City racing trials get stamp of approval from jockeys and trainers
City centre racing moved a step closer to reality on Wednesday morning with a successful public trial at Aintree that got a thumbs-up from jockeys and trainers.
The project has been likened by its backers to 'cricket's Twenty20' for its possible effect on the sport's profile, and it is hoped the first meetings will take place next year.
That will involve laying a temporary artificial surface – a three-furlong track was trialled at the Liverpool venue alongside the first five fences of the Grand National course.
Three demonstration races were staged on Equaflow, which was used for equine events in Greenwich at the 2012 Olympics, each involving eight horses racing at half-speed.
Jockey Dougie Costello said: "It's only been laid two days but it feels as though it's been there a long time, so it beds in really quickly."
Jason Watson added: "It walks a bit slower than it rides but it rides really well, it's similar to Newcastle and possibly even better."
The hope is that two races in city centres will take place next year, with the venues to be announced in January, and City Racing chief executive Peter Phillips said: "This has been a good number of years in development, a lot of hard work has gone on behind the scenes.
Jockey Club behind the wheel of city-centre racing drive
"This is by no means the finished product. We’ll learn a lot from this and today is primarily about reassurance, to show we can race eight horses comfortably.
"You're always going to get a certain amount of questioning about a new concept and it's up to us to talk to all the constituents and get rid of any potential misconceptions.

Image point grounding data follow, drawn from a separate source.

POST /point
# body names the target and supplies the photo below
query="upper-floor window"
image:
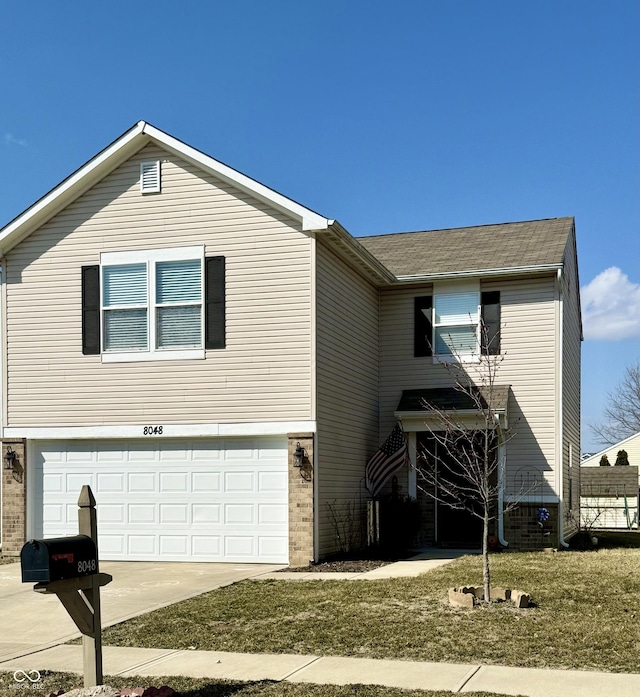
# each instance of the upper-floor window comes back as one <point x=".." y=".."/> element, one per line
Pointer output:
<point x="457" y="325"/>
<point x="153" y="304"/>
<point x="150" y="177"/>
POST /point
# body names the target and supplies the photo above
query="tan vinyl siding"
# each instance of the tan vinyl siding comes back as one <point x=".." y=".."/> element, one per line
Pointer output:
<point x="571" y="352"/>
<point x="264" y="374"/>
<point x="347" y="390"/>
<point x="528" y="319"/>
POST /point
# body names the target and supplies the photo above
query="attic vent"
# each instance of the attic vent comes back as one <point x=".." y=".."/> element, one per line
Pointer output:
<point x="150" y="176"/>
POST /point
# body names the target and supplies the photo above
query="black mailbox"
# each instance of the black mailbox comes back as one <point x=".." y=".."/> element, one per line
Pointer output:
<point x="58" y="558"/>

"We're taking racing out of its comfort zone and we have to reassure owners, trainers and jockeys that we're doing it properly."
City Racing is part-owned by the Jockey Club, whose chief executive Paul Fisher enthused: "I got the concept straight away and it could take racing to a whole new audience, and that’s my job.
"I’m a keen cricket fan and this could be racing’s Twenty20. It could take it to a whole new audience around the world.
"I think it will really appeal to millennials – a younger, urban audience for whom racing doesn't normally figure in their leisure time."
The ultimate aim is to stage a series of six-race meetings in cities around the world, each contest an eight-runner 0-90 handicap involving a band of top jockeys.
That might be thought to involve disruption to local roads and traffic, as happens for Formula 1 races on street circuits, but Phillips stressed: "We're looking broadly at a 72-hour turnaround for getting the surface in, conditioning it, racing and then getting it all out again.
"Maximal impact, minimal disruption is a model we've worked very hard at. To get the cities to buy into this we can't have a motor racing level of disruption to the city, they wouldn't accept it."
Safety, with horses and spectators in close proximity, could also be an issue but Phillips said: "People will be able to get very close but we'll have a pedestrian crowd barrier, two or three metres back from the edge of the track."
Horses will be screened by a veterinary panel before racing and Phillips said: "Horses are our number one priority, we have to do everything in our power to mitigate any possible welfare issues.
"We need the industry to come with us, if we try and trail blaze our way in front without the industry coming with us it's simply not going to work."